The Fed appears on track for its first rate hike in nearly a decade as fresh figures showed the US logging another month of robust job growth. But Chairwoman Janet Yellen warns against reading too much into the Report.
Non-farm payrolls increased a seasonally adjusted 211,000 in November, the US Labor Department said on Friday, beating analysts’ expectations of 200,000.
Data for September and October was also revised upwards by a combined 35,000 new hires, adding to the optimism that the world’s largest economy is back on solid footing after the worst financial crisis in nearly a century.
The stronger-than-expected numbers kept the unemployment rate steady at a seven-and-a-half year low of 5 percent as the upbeat outlook drove more Americans to try their luck on the job market. As a result, the labor force participation rate – the share of working-age people who are employed or at least looking for a job – rose to 62.5 percent from a near 38-year low of 62.4 percent.
It’s hike time
The monthly jobs reports have become the subject of microscopic dissection as markets are looking for signs that the Fed could raise record-low interest rates for the first time since 2006.
However, Friday’s report attracted particular attention. It marks the last major dispatch of economic data before US central bankers hold their final policy meeting of the year on December 15-16. It also comes after Fed Chair Janet Yellen expressed on two separate occasions this week that the nation’s economy has grown so strong that it is safe to raise rates.
Ever cautious, the Chairwoman warned US lawmakers during a hearing against reading too much into Friday’s figures. But it seems no one got the message. Analysts were quick to hail the report as a clear sign that a rate hike is coming just in time for Christmas.
“The ‘data dependent’ Fed will be reassured that the economy is showing no sign of succumbing to worries about the global outlook,” said Chris Williamson, chief economist at Markit. “A December rate hike now looks to be in the bag.”
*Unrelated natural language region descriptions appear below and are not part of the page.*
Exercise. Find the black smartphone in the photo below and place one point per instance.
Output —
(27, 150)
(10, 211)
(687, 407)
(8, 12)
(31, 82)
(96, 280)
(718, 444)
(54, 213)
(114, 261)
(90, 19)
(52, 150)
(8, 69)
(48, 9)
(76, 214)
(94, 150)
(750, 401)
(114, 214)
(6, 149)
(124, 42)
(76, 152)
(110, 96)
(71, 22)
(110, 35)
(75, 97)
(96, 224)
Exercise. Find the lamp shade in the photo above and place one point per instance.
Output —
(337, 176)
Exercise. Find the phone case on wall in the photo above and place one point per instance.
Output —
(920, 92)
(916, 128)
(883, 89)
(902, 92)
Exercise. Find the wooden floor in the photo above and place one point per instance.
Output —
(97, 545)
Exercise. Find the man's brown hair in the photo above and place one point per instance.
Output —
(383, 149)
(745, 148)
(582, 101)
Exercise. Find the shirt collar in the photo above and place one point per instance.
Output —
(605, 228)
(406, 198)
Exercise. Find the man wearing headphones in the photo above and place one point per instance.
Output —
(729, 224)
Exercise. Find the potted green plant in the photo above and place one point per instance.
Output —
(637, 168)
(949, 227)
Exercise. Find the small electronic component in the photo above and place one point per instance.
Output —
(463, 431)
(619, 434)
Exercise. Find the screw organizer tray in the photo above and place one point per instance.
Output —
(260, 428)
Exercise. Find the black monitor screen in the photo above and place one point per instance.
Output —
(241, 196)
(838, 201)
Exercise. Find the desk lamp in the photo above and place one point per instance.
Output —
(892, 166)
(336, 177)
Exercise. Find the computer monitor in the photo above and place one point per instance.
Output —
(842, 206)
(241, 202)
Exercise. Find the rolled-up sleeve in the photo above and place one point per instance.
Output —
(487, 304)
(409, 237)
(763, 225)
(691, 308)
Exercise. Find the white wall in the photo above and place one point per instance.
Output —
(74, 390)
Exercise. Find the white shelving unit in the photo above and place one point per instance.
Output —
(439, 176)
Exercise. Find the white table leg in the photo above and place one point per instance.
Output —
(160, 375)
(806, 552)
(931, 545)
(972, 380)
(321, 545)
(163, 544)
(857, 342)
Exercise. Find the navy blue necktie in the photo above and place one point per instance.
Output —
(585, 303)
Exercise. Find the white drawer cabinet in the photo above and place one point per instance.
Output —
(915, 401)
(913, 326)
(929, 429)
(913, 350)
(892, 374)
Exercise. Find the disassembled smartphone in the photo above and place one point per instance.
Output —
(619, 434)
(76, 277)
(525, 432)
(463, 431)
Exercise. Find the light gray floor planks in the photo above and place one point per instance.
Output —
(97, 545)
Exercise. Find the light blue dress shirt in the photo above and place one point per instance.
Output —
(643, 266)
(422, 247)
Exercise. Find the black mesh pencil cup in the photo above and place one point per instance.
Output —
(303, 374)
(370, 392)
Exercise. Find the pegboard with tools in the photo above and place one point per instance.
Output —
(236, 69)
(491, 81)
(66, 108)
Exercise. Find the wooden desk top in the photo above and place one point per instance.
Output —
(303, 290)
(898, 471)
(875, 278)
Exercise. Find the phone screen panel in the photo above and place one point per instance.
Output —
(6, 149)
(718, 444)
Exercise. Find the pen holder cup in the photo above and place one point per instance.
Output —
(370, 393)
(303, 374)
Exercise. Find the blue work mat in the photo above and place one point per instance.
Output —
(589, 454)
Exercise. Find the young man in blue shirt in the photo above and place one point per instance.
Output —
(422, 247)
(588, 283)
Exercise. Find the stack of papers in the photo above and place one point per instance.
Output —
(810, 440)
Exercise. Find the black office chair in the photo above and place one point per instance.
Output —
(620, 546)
“Another strong jobs report from the US today [Friday] has all but guaranteed a Fed rate hike on 16th December,” agreed Oanda analyst Craig Erlam.
On Twitter, economist Justin Wolfers said:
Chris Gaffney, president at EverBank World Markets, sounded equally certain: “We cleared the last hurdle for a rate increase. The Fed was looking for some positive movement on wages, and we got a little bit of that. There is absolutely nothing in this report that will keep the Fed from raising rates.”
Rate hike ‘almost entirely priced in’
Meanwhile, US stocks surged as markets rejoiced at the solid jobs report. The Dow Jones Industrial Average jumped 1.4 percent in early trading, while the Nasdaq and S&P 500 rose 1.3 percent and 1 percent respectively.
This “reaction in the markets,” said Gaffney, “reflects the fact that this rate hike is almost entirely priced in.”
CME Group’s FedWatch site put the probability of a rate hike at the upcoming policy meeting at 79.1 percent.
Mixed signals?
Nonetheless, a few indicators could lead Fed officials to hold their fire for just a little while longer. While hiring averaged nearly 220,000 in the past three months, pay gains remain modest. Average hourly wages rose 2.3 percent from 12 months earlier, and just 0.2 percent, or $0.04, from October.
At the same time, US exports and manufacturing have been crippled by a strong dollar, while low oil prices continue to hurt the country’s important energy sector.
Still, most other sectors grew. Construction companies added a two-year high of 46,000 jobs, bolstered by more homebuilding and new infrastructure projects, while retailers hired 31,000 workers, and the government added 14,000 positions.
In short, Americans are back in spending mode. They’re buying new homes, purchasing new cars, and eating out more – offsetting weak growth overseas and low oil prices. Many are betting that this will be enough to reign in a new era for the Fed.